Would you rather be invisible or have the ability to fly? Give your answer in the survey!
Have you seen any interesting birds in Paris or in other cities?

Monday 1 December 2008

Life in a Glass House

(Les Grandes Serres)
We build attachment through events and memories, but when we arrive in a new place, everything is pure necessity and the struggle of the instant present. In Paris I found a city that belonged to someone else, filled with places that were heavy with signification for other people. Walking through the Jardin des Plantes over ten years later though I’m reminded that the first attachment I made to this place was at the Grandes Serres.

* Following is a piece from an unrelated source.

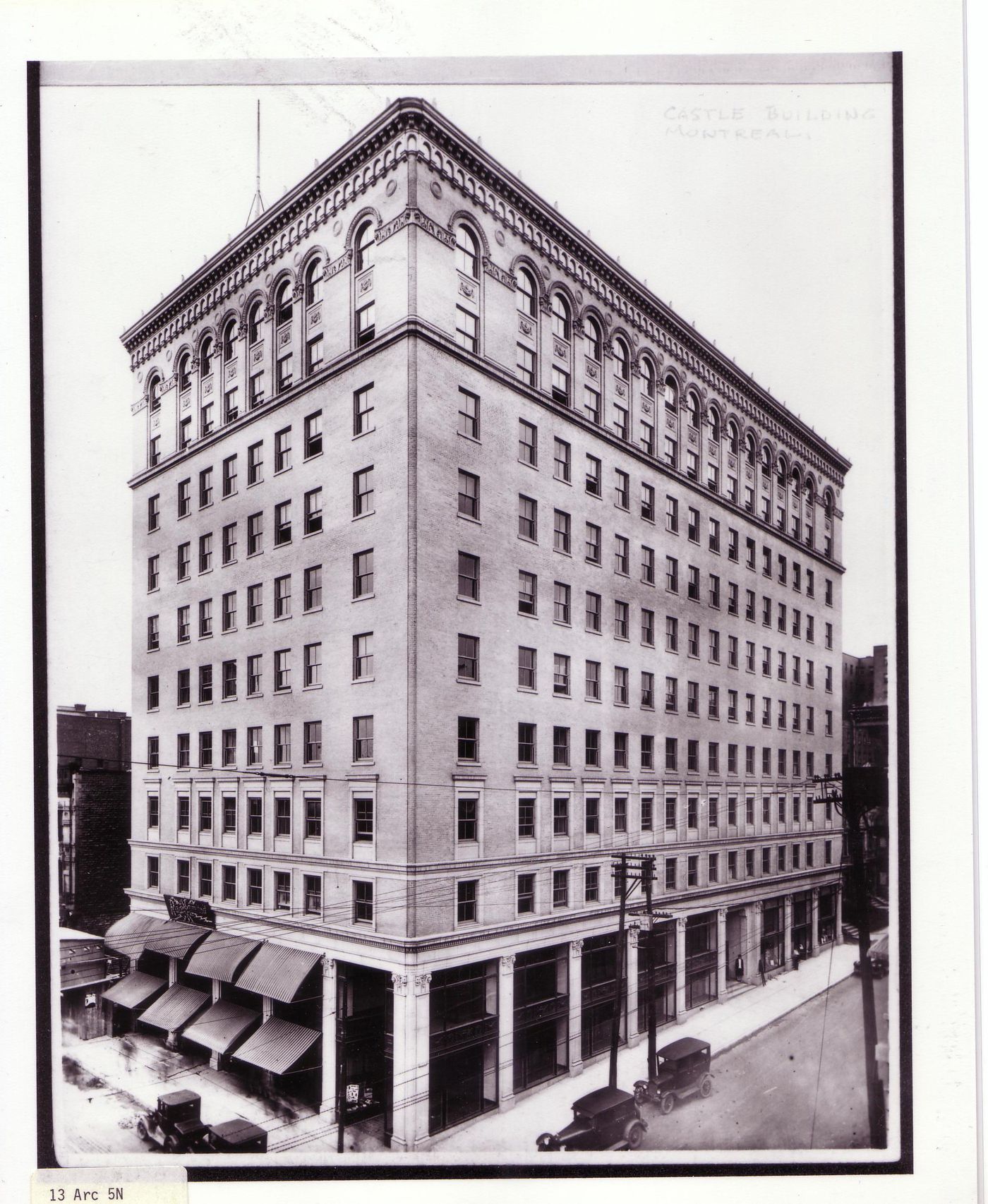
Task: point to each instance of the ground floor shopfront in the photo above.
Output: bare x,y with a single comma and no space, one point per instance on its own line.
418,1050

Looking at these magnificent, metal boned beasts today is like seeing locked up memories I can’t quite release. The Jardin des Plantes has become my favourite place in Paris, but can I remember all the times that I have visited these gardens? I remember my first visit, walking alone in silence through the heavy, humid atmosphere of the Jardin d’Hiver, then into the arid dryness of the Serre Mexicaine. I don’t remember when they closed, but these structures seem to have been shut for repair now for many years. Although these are houses of glass, it’s impossible to see inside, with ghostly foliage forms, backlit by the setting sun, the only things visible on this sparkling cold winter afternoon. Are these glass houses really as I remember them the day they brought me closer to Paris?

All memories provoke melancholia. Bad memories bring pain, but good memories make us regret time passed. This part of the Jardin des Plantes, surrounded by living, breathing, growing nature, exudes a timeless history which brings an instant lucidity to my thoughts. With no visual or aural pollution I felt an instant, individual connection to this place, but each time I return now I sit with care because the clarity that this site affords me can take me off on parlous voyages of pensive reflection.

Near this spot in the garden is a small maze. In the centre is a gazebo, offering a view over the twists and turns below. We rarely get the chance to have an arial perspective of the map of our lives, and if we are not careful, we can get lost in labyrinths of memories, misconceptions and regrets. When two roads diverge we are sorry that we cannot chose both, but after setting off in one direction we cannot help wondering if we made the right choice. On leaving these gardens on one of my previous visits what would my life be today had I taken the path off to the left rather than to the path to the right?

When I leave on this day I’m dragged back to the pressing present, and on to thoughts of shopping lists and upcoming projects. I learn later that the Serres are due to open again in 2009, so I’ll soon be able to transform these memories into new experiences. I carry on along my chosen road, reflecting that there are other memories in our lives that we should probably keep locked up forever.